Monday, November 4, 2013

My Stay in Vuaki Village

After a boat trip, we arrived on the beach of Vuaki at about 3 pm. We, the Construction Team, were invited to stay in the village for one night. We walked the path from the beach into the village arrived directly at Bill’s house. That’s the house where I stayed.

I brought my backpack into the room Bill and his wife sat aside for me. In my room was a bed with a thick mattress. Pretty cool! In the living room the GVI volunteers and staff snacked on some cookies and enjoyed a nice talk with Bill’s wife, children (Simone – two years, Napoleon – six months) and some relatives before we went for seeing how the men built a bure (traditional Fijian home) with traditional tools like sticks and stones.

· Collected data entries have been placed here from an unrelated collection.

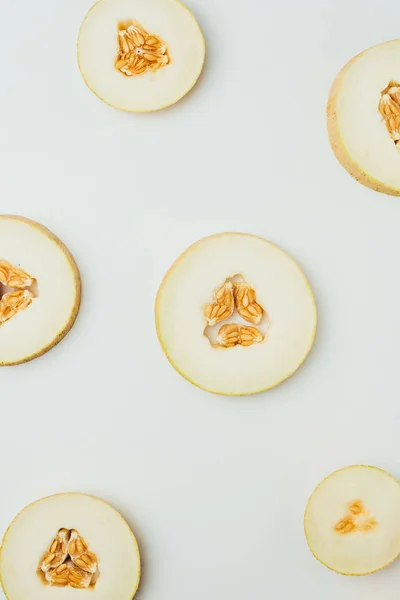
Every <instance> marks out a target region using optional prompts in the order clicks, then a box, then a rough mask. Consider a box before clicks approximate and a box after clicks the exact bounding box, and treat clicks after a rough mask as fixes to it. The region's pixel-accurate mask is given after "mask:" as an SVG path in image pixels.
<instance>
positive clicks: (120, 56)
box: [78, 0, 205, 112]
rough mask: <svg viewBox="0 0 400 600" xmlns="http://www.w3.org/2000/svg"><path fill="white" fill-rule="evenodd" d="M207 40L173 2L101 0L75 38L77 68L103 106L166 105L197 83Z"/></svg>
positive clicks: (92, 8)
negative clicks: (101, 101) (76, 42)
mask: <svg viewBox="0 0 400 600" xmlns="http://www.w3.org/2000/svg"><path fill="white" fill-rule="evenodd" d="M204 56H205V44H204V38H203V35H202V33H201V30H200V28H199V26H198V24H197V22H196V20H195V18H194V17H193V15H192V14H191V13H190V11H189V10H188V9H187V8H186V7H185V6H184V5H183V4H181V3H180V2H178V1H177V0H100V1H99V2H98V3H97V4H95V5H94V6H93V8H92V9H91V10H90V11H89V13H88V14H87V16H86V18H85V20H84V22H83V24H82V27H81V29H80V33H79V38H78V61H79V68H80V70H81V73H82V75H83V78H84V80H85V82H86V84H87V85H88V87H89V88H90V89H91V90H92V91H93V92H94V93H95V94H96V95H97V96H99V98H101V99H102V100H104V101H105V102H106V103H107V104H110V105H112V106H114V107H115V108H119V109H121V110H126V111H130V112H147V111H153V110H158V109H161V108H165V107H167V106H170V105H171V104H174V103H175V102H177V101H178V100H179V99H180V98H182V97H183V96H184V95H185V94H187V92H189V90H190V89H191V88H192V87H193V86H194V84H195V83H196V81H197V79H198V77H199V75H200V73H201V70H202V67H203V63H204Z"/></svg>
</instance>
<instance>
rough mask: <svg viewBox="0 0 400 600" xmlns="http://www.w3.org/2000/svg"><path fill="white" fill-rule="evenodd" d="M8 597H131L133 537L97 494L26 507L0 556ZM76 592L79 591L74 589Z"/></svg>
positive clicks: (71, 598) (65, 498)
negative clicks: (92, 496)
mask: <svg viewBox="0 0 400 600" xmlns="http://www.w3.org/2000/svg"><path fill="white" fill-rule="evenodd" d="M0 578H1V583H2V587H3V590H4V593H5V595H6V597H7V599H8V600H46V599H47V600H57V599H58V598H64V599H65V600H73V599H74V598H77V597H79V598H84V597H86V595H87V594H88V596H89V597H90V598H96V600H110V599H111V598H118V600H131V598H133V596H134V595H135V593H136V590H137V588H138V585H139V579H140V557H139V548H138V545H137V542H136V539H135V537H134V535H133V533H132V531H131V529H130V528H129V526H128V524H127V523H126V521H124V519H123V518H122V517H121V515H120V514H119V513H118V512H117V511H116V510H115V509H114V508H112V507H111V506H110V505H109V504H106V503H105V502H103V501H102V500H99V499H98V498H94V497H92V496H87V495H85V494H78V493H69V494H58V495H55V496H49V497H48V498H43V499H42V500H38V501H37V502H34V503H33V504H30V505H29V506H27V507H26V508H25V509H24V510H23V511H22V512H20V513H19V515H18V516H17V517H16V518H15V519H14V521H13V522H12V523H11V525H10V527H9V528H8V530H7V532H6V534H5V536H4V539H3V544H2V548H1V554H0ZM78 590H81V591H78Z"/></svg>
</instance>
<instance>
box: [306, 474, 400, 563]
mask: <svg viewBox="0 0 400 600" xmlns="http://www.w3.org/2000/svg"><path fill="white" fill-rule="evenodd" d="M304 524H305V534H306V538H307V543H308V545H309V548H310V550H311V552H312V553H313V554H314V556H315V558H316V559H317V560H319V561H320V562H321V563H322V564H324V565H325V566H326V567H328V568H329V569H332V570H333V571H336V572H337V573H341V574H343V575H367V574H369V573H373V572H374V571H378V570H379V569H383V568H384V567H386V566H387V565H388V564H390V563H391V562H393V561H394V560H395V559H396V558H397V557H398V556H399V554H400V485H399V483H398V482H397V481H396V480H395V479H394V478H393V477H392V476H391V475H389V474H388V473H385V471H382V470H381V469H378V468H376V467H367V466H358V465H356V466H352V467H347V468H345V469H341V470H339V471H336V472H335V473H333V474H332V475H330V476H329V477H328V478H327V479H325V480H324V481H323V482H322V483H320V484H319V486H318V487H317V488H316V490H315V491H314V493H313V495H312V496H311V498H310V500H309V502H308V505H307V508H306V512H305V520H304Z"/></svg>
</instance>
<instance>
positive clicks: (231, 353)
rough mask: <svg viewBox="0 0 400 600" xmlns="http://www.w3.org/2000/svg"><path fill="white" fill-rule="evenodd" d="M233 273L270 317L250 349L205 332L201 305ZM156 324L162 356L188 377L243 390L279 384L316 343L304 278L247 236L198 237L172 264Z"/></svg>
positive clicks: (267, 245) (286, 262) (313, 325)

At about 5:45 pm the main point of the evening started. We went along another path to another village. There was a big celebration. After a thirty-minute walk through the woods, we arrived in Long Beach. The women cooked while men pounded kava. I tried to help pound kava. To do this, you take your hand around an iron stick and push the stick with a lot of power onto the kava root while it is an iron container. I did it only about three times, but I did it. :)

When the food was ready to eat, we took a seat in a new-but-not-completely-set-up house. The sitting area was 5-6 meters long. There were tablecloths (on the floor) and on it the plates. Just plates, no cutlery. I liked it. :) People sat on both sides on the tablecloths. And then it came, the part I looked forward to most (the food)! Yeah!! There was octopus, fish, crabs, pork, sticks with small chillies. It was delicious. Maybe it was the best fish I’ve ever eaten. After four plates, I washed my hands in a small bowl with water, left the food house, and entered a traditional cottage.

This place had a special atmosphere for me. Inside were three women. The wood and leaf walls were decorated with materials. In the middle of the women stood an oil lamp that gave just enough light to see, not too much and not too little, just enough to create a great atmosphere. During one or two mugs of black tea we had nice talks. It was a pretty good moment. At about 10pm we went back along the path with the same children and torches. I slept well.

For breakfast I had freshly baked coconut cake which gave my stay a nice end. The people in Vuaki are very friendly. They laugh a lot and make you feel like they love to have you in their home. They are also very good cooks. My stay was traditional. Thank you for the great experience.